Türkei: Klage gegen Bürgermeister Istanbuls

Istanbul. Der Istanbuler Bürgermeister Ekrem Imamoglu muss sich in der Türkei einem juristischen Verfahren wegen Aussagen im Zusammenhang mit den Bürgermeisterwahlen 2019 stellen. Dem Politiker der kemalistischen Partei CHP werde in der Anklageschrift vorgeworfen, die Mitglieder der Wahlbehörde in der Türkei öffentlich beleidigt zu haben, wie die staatliche Nachrichtenagentur Anadolu am Freitag berichtete. Die Staatsanwaltschaft fordere bis zu vier Jahre Haft. Ein Istanbuler Gericht habe die Anklageschrift am Freitag angenommen.

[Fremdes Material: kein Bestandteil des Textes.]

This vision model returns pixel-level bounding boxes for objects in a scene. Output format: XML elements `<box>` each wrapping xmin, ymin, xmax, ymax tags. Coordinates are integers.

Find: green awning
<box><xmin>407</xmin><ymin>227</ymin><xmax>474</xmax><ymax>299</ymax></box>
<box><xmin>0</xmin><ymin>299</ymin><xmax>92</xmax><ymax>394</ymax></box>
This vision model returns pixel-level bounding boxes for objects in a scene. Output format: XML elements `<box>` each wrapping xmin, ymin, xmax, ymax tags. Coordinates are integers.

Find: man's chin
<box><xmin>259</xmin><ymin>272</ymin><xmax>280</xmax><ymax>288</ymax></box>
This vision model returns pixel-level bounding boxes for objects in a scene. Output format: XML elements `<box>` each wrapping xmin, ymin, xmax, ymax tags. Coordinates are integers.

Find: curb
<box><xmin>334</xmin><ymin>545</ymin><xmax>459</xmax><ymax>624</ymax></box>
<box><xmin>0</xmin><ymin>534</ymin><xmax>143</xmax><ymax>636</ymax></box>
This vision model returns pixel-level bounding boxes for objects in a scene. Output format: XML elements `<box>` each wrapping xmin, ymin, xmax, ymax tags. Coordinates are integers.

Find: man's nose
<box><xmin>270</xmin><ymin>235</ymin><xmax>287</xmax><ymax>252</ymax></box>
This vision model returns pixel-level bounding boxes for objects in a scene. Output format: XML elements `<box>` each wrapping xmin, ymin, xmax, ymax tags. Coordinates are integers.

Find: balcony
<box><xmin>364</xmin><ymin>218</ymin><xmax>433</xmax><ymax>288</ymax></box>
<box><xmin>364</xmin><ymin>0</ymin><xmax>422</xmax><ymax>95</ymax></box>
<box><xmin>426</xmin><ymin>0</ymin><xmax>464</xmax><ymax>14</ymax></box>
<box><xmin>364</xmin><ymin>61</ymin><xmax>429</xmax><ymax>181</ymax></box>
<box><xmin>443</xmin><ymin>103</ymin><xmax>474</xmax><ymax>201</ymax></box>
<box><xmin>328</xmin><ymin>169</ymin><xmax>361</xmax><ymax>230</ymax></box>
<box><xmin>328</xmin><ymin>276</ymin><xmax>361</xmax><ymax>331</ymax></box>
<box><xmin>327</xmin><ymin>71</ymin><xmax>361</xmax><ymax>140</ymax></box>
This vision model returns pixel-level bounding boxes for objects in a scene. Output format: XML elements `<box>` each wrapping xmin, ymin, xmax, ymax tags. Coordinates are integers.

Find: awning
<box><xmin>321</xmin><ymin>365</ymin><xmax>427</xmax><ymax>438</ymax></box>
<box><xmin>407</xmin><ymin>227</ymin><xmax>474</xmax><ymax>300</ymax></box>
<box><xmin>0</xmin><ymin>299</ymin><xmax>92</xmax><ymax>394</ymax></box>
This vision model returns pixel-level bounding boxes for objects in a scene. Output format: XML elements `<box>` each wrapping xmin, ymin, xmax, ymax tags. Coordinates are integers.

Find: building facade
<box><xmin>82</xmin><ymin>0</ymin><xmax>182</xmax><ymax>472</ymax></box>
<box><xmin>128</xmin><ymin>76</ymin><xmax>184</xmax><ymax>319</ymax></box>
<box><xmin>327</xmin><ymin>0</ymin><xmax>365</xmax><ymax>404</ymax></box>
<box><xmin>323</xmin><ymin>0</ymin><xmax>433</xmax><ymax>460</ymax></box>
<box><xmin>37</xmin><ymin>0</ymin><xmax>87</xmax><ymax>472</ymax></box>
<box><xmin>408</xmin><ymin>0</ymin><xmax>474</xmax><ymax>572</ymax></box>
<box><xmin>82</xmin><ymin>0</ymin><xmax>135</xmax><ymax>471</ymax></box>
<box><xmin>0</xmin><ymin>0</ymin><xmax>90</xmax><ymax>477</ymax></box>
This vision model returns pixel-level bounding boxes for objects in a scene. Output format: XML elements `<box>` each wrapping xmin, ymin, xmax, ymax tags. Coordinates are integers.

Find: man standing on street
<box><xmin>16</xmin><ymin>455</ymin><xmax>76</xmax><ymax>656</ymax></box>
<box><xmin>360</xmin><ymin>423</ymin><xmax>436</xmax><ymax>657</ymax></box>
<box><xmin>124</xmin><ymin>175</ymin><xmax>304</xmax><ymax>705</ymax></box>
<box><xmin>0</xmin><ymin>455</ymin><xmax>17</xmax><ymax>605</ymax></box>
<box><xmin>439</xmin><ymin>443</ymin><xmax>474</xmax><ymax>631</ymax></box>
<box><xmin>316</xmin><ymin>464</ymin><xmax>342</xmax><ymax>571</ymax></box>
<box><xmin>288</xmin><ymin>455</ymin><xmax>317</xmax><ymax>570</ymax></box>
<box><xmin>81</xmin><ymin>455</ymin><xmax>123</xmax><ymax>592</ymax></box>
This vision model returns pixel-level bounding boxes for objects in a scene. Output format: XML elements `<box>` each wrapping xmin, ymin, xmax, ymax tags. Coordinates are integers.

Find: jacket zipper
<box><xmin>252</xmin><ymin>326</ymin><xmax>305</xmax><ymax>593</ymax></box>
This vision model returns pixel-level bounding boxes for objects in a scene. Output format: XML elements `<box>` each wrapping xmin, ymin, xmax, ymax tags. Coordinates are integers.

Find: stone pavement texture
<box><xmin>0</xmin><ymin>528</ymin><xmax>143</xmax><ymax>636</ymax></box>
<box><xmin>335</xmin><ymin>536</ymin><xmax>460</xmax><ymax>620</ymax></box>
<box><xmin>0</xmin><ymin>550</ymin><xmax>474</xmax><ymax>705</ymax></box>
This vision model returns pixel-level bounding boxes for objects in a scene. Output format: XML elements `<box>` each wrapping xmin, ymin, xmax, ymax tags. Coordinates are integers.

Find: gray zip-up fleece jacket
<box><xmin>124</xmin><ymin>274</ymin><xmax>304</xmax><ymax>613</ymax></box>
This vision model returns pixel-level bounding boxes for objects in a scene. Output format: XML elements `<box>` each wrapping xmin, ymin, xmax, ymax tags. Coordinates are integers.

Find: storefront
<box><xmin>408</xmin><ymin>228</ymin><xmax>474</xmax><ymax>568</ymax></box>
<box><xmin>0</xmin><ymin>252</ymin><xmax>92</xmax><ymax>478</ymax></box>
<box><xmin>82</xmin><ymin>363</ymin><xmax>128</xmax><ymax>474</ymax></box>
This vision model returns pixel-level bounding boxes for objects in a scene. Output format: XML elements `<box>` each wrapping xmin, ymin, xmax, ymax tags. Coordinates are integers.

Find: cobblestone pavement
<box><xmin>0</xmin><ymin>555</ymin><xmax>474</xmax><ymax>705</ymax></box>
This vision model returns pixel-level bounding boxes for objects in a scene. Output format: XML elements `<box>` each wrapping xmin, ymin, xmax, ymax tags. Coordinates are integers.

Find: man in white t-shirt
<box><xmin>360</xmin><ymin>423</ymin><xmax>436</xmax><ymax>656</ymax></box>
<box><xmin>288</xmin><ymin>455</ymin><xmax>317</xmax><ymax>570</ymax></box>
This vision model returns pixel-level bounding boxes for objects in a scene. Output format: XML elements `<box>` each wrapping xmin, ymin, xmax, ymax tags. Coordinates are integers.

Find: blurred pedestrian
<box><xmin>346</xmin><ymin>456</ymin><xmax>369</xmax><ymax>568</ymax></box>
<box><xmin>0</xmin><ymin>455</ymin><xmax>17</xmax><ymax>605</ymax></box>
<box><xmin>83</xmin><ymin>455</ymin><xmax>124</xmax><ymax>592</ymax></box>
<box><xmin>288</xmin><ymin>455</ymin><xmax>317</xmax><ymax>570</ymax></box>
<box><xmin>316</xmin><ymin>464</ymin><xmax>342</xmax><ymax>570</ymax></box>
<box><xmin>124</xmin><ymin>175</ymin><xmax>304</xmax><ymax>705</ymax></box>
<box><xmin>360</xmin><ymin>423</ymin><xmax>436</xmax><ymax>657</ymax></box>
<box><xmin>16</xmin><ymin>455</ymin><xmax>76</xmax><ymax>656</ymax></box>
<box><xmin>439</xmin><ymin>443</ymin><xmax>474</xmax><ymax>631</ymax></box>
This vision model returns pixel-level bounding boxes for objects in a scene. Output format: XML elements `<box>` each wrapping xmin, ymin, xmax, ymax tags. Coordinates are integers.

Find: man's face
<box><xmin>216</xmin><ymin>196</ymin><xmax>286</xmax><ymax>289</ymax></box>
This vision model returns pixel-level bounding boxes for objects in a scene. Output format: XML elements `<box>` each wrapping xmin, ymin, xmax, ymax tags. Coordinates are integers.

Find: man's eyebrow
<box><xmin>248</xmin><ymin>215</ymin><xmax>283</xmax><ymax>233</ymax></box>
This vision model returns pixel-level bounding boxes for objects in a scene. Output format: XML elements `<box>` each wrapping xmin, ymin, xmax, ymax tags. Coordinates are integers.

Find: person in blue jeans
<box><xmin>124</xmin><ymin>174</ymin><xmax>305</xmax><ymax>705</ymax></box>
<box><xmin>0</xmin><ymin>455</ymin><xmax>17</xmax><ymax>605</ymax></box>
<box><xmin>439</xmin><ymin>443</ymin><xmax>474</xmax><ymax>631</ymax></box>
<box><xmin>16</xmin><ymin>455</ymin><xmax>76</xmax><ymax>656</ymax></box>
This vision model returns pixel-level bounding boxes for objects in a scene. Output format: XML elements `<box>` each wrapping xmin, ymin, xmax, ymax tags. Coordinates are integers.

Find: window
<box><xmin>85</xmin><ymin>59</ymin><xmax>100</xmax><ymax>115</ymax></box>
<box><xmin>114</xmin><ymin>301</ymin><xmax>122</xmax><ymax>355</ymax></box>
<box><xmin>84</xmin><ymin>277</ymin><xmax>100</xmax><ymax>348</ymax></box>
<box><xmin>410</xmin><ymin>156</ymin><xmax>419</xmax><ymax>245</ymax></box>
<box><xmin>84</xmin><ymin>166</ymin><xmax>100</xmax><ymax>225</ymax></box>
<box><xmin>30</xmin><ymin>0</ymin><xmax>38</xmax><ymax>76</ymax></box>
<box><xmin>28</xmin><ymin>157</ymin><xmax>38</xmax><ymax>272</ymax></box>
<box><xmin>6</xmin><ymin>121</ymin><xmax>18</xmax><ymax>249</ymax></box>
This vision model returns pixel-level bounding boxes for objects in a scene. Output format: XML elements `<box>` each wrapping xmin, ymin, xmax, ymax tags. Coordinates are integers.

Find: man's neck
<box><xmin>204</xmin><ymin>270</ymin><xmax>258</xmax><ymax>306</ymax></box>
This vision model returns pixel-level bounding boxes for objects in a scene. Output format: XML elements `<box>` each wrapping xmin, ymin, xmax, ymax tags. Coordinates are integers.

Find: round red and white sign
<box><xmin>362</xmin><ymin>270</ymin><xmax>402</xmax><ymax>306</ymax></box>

Imamoglu selbst habe die Vorwürfe im vorangegangen Ermittlungsverfahren von sich gewiesen, hieß es in dem Bericht. Er habe sich nicht gegen eine Person geäußert, sondern »harte politische Kritik« geübt, zitierte Anadolu den Bürgermeister. Laut der regierungsnahen Zeitung Sabah hatte er die für die Annullierung der Bürgermeisterwahl vom März 2019 Verantwortlichen als »dumm« bezeichnet. Die Aussagen sollen Anadolu zufolge auf einer Pressekonferenz im November 2019 gefallen sein.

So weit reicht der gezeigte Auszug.